L’ ’ahu’ula de Kamehameha I : matérialisation de l’essence divine du chef hawaïen par la parure de plumes
Un regard dirigé vers le lointain, une main droite ouverte vers l’avant dans un geste d’accueil : ainsi s’élève la statue du roi Kamehameha I, devant la façade du Ali’iolani Hale, l’ancien palais royal hawaïen situé à Honolulu (Oahu, Hawaï) qui abrite désormais la Cour Suprême d’Hawaï.
Né en 1758 et décédé en 1819, Kamehameha Le Grand fut le fondateur en 1810 du royaume hawaïen. Il parvint à dominer les différentes îles de l’archipel grâce à ses qualités de fin stratège et de guerrier mais aussi à l’aide de ses compétences diplomatiques et des alliances qu’il noua avec les puissances coloniales présentes dans le Pacifique au XIXème siècle.

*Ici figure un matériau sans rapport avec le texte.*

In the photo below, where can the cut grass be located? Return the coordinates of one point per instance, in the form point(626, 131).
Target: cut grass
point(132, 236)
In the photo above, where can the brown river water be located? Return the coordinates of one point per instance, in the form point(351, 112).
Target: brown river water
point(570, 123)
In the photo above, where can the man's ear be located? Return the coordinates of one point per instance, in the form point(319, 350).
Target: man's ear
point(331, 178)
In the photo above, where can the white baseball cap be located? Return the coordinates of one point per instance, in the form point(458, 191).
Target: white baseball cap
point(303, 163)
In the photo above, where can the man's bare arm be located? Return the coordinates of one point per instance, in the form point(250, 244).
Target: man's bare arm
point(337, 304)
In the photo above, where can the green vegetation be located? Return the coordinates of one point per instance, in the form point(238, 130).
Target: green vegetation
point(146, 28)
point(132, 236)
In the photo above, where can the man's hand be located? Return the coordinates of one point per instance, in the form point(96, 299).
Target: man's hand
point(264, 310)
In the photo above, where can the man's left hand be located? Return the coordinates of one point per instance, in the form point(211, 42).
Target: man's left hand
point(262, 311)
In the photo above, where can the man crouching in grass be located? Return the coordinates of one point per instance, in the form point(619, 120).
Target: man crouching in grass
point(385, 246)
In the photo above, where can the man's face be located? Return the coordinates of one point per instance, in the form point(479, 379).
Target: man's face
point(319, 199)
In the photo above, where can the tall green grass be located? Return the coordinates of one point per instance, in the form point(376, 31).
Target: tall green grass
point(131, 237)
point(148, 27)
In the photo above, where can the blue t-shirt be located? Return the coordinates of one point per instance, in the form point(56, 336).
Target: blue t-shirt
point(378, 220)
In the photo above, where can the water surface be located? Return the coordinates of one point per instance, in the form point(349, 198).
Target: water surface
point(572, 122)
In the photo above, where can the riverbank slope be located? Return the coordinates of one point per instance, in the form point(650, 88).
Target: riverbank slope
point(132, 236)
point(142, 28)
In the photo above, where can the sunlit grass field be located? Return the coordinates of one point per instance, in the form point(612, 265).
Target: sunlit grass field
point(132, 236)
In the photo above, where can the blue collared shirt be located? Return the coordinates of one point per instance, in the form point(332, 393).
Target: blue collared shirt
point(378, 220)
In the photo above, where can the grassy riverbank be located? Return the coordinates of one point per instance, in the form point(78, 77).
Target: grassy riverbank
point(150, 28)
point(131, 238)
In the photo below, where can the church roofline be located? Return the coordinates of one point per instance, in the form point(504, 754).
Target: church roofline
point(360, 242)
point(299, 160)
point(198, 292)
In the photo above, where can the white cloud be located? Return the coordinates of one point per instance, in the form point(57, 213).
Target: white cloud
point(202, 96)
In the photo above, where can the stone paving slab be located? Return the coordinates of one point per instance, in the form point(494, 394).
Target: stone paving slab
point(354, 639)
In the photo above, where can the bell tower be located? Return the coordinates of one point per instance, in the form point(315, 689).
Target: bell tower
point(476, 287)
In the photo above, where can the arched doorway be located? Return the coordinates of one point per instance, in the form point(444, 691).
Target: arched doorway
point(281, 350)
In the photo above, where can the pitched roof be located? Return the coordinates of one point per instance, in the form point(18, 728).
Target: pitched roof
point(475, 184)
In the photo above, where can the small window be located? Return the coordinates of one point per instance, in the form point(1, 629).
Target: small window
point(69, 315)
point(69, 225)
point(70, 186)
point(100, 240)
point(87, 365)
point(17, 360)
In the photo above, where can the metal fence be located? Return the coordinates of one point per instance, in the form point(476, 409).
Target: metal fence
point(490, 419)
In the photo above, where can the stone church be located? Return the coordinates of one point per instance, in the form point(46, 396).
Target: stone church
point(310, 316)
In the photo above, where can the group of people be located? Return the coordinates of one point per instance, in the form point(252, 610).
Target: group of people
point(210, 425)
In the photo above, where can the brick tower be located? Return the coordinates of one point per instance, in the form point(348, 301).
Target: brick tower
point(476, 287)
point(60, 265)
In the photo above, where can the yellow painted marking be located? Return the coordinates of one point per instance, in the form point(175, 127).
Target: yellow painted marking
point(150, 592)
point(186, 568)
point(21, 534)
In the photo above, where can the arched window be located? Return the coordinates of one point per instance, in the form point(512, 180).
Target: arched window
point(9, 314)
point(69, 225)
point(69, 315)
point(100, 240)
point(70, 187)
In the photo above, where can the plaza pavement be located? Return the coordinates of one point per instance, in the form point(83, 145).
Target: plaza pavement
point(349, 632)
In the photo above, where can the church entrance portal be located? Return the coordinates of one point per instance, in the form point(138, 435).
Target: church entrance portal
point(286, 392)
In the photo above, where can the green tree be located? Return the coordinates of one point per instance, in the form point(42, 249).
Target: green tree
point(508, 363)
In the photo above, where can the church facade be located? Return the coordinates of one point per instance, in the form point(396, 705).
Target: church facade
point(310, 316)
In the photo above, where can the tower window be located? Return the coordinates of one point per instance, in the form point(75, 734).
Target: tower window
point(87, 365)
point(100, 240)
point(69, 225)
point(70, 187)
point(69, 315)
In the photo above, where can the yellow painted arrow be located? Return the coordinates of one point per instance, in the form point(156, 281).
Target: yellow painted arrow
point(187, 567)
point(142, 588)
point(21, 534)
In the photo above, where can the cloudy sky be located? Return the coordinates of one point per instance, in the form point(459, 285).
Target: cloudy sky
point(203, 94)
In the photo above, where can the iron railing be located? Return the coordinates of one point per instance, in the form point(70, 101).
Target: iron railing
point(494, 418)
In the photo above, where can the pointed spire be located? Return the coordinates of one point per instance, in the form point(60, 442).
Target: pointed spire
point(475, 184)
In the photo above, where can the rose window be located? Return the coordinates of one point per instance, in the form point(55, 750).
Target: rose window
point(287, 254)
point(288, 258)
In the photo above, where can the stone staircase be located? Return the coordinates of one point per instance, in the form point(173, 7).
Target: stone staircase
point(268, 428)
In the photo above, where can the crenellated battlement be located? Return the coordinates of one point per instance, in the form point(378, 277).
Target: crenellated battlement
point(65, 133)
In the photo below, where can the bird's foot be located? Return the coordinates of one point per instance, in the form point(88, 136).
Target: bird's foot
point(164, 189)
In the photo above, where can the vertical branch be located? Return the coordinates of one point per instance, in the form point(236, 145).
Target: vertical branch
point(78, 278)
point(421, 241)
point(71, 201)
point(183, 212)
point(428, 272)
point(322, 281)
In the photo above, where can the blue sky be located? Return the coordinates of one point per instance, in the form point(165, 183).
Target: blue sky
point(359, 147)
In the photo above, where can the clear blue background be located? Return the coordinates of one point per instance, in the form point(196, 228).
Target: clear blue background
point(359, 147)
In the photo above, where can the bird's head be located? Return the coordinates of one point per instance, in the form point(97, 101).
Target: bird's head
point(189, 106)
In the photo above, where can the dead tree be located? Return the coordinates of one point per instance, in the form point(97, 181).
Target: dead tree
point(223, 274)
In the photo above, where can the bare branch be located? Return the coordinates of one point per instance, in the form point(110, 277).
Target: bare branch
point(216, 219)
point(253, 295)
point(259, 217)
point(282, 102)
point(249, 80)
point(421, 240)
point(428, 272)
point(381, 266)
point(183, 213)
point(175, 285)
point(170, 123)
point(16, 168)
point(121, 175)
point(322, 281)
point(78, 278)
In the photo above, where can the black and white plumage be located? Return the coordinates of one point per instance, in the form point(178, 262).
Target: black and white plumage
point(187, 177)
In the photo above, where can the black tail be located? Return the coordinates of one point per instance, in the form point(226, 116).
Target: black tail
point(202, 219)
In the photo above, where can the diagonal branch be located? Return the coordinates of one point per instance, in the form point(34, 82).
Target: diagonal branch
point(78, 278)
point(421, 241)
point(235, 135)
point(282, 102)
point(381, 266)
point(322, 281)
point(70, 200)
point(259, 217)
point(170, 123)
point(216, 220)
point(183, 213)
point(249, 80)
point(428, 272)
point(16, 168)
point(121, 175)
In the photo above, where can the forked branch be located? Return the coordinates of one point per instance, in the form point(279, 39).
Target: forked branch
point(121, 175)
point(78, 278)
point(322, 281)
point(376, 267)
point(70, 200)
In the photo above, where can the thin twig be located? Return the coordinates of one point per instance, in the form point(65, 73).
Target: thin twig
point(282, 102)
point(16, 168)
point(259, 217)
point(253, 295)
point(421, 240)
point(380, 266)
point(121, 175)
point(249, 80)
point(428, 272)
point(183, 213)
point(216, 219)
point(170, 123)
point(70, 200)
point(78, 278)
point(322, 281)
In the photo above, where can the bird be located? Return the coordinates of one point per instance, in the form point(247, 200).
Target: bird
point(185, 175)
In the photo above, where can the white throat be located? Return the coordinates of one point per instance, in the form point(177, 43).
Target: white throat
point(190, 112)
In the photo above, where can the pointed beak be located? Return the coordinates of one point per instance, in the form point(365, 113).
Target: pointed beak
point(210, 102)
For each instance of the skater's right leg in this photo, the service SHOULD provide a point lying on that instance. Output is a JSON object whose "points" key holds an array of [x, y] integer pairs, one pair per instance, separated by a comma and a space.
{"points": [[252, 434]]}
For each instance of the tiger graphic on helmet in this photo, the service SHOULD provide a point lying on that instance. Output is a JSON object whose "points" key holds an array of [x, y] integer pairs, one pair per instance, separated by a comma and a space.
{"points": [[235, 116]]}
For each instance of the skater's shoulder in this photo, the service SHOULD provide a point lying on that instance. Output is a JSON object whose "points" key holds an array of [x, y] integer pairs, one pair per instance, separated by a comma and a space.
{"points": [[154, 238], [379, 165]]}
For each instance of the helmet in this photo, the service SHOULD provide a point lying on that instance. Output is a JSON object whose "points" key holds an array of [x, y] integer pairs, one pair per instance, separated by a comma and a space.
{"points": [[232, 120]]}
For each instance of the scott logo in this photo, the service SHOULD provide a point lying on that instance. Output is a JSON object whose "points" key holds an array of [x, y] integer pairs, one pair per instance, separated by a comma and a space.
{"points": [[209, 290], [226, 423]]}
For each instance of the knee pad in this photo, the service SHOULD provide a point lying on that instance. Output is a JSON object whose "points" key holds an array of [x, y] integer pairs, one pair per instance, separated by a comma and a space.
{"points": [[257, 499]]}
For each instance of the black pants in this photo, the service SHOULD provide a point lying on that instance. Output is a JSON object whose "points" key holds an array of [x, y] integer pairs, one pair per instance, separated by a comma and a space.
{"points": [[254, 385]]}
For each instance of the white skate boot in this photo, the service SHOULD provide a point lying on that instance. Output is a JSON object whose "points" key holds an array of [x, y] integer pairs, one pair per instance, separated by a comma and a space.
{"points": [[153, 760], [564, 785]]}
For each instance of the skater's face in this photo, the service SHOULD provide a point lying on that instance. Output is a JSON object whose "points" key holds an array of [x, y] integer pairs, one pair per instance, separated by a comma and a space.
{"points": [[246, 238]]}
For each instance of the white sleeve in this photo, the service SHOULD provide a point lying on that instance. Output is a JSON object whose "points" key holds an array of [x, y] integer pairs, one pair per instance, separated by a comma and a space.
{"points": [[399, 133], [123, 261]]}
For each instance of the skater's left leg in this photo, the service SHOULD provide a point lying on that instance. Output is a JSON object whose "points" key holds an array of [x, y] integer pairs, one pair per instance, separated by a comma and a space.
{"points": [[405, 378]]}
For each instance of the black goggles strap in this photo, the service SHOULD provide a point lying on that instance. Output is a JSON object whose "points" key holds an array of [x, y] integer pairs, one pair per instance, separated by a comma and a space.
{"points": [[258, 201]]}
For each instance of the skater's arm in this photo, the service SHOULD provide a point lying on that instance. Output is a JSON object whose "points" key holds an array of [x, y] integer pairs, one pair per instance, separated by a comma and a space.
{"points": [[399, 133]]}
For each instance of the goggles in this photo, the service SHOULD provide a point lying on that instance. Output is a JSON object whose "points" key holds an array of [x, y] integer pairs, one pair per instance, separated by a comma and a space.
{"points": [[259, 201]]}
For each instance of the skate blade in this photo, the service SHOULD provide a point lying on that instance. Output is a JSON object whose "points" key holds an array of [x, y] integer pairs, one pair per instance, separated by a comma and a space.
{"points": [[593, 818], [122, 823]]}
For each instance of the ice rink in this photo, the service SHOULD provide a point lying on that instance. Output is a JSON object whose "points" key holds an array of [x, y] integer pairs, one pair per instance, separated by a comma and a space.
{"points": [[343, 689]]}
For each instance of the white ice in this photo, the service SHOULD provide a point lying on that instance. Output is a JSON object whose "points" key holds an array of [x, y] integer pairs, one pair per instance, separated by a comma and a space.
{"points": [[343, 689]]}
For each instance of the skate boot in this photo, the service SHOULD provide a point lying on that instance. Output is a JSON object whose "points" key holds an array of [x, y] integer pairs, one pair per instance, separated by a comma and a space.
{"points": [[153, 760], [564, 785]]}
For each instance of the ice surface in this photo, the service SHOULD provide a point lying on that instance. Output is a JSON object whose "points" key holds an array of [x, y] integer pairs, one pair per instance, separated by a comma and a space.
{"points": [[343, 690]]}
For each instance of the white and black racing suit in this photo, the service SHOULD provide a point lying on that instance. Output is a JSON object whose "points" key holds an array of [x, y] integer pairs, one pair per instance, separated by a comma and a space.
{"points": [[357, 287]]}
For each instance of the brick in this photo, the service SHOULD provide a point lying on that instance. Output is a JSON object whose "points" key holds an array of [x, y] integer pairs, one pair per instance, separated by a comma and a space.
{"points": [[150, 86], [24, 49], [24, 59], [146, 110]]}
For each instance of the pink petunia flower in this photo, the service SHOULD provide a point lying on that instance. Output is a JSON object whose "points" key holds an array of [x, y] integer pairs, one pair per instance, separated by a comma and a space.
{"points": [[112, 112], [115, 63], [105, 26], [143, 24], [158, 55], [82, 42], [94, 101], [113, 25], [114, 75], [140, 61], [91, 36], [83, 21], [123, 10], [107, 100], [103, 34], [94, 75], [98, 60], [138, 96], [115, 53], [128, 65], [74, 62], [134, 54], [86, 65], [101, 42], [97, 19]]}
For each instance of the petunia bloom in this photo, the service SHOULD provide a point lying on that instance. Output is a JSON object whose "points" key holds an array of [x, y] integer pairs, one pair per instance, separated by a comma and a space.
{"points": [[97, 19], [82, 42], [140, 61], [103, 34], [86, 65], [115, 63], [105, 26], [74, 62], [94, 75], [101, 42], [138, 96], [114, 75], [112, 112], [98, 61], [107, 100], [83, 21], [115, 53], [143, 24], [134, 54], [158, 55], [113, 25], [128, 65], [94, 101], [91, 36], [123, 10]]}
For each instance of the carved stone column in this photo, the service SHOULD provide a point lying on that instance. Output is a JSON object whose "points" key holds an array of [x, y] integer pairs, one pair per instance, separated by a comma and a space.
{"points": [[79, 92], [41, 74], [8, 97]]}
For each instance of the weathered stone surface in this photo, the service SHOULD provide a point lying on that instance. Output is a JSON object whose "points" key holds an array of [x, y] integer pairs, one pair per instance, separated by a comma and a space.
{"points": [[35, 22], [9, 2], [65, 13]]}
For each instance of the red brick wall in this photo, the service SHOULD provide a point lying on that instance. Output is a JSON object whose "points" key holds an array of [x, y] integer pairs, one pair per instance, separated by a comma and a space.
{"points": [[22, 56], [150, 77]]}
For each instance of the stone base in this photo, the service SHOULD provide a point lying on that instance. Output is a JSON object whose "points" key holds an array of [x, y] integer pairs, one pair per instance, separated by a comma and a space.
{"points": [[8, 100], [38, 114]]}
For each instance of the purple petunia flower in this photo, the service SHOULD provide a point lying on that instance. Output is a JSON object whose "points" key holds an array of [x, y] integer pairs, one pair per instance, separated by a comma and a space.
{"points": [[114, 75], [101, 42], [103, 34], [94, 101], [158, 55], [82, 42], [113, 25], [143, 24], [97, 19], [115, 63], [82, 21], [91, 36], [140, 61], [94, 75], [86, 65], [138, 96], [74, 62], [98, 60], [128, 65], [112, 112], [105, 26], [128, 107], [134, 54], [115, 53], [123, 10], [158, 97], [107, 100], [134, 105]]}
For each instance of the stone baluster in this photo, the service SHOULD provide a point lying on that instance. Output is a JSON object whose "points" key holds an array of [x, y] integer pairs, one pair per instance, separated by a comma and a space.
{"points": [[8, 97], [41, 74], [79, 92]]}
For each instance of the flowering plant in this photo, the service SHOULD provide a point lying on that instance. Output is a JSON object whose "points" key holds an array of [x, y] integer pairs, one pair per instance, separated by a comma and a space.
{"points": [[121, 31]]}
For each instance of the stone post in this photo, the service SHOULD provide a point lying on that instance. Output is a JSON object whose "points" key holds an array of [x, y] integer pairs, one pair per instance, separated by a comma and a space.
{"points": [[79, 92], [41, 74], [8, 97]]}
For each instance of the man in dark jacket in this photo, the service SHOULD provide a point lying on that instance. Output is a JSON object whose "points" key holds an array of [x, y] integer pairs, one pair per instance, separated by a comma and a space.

Cette statue du roi, arrivée sur le sol hawaïen en 1883 à la demande du roi David Kalakaua, délivre une image parlante de cet homme au statut important dans l’apparence et les attributs tenus. Nous retrouvons d’ailleurs cette même représentation sur les autres statues de Kamehameha I érigées à Kapa’au et à Hilo sur l’île Hawai’i ainsi que sur celle de l’île Maui. Le roi tient une lance dans sa main gauche, porte une ceinture à sa taille ainsi qu’un casque nommé en langue vernaculaire le mahiole et couvre son corps d’une longue cape nouée à son cou, l’‘ahu’ula. La cape figurée sur la statue pourrait être inspirée de la cape de Kamehameha I aujourd’hui conservée et admirée au Bernice Pauahi Bishop Museum d’Honolulu. Cette dernière est un témoignage majeur de la production traditionnelle d’artefacts de plumes, très développée sur l’archipel hawaïen.
Par le biais de cette pièce majestueuse, nous allons tenter dans le propos qui suit d’éclaircir le rôle de l' ‘ahu’ula car il semble dépasser celui de la simple parure et chercher à transcrire visuellement l’essence de la personne du chef à Hawaï, notamment par le matériau employé.
L’apparence de l’oiseau
L’ ’ahu’ula de Kamehameha I1, réalisée à la fin du XVIIIème ou au début du XIXème siècle, se destine à un individu particulier, comme c’est le cas de la majorité des capes hawaïennes, et propose ainsi un ajustement adapté à la morphologie du roi. Relativement longue, elle mesure un mètre quarante de haut et sa large surface de deux mètres soixante serait couverte par approximativement 450 000 plumes d’un jaune primaire éclatant, bien que parsemée sur ses bordures de quelques plumes rouges. Les plumes colorées de cette cape proviennent de petits oiseaux de forêt, du ‘i’iwi (Vestiaria Coccinea, famille des Fringillidae) pour les plumes rouges et du mamo (Drepanis Pacifica, famille des Fringillidae) pour les plumes jaunes, pourtant plus rares à obtenir.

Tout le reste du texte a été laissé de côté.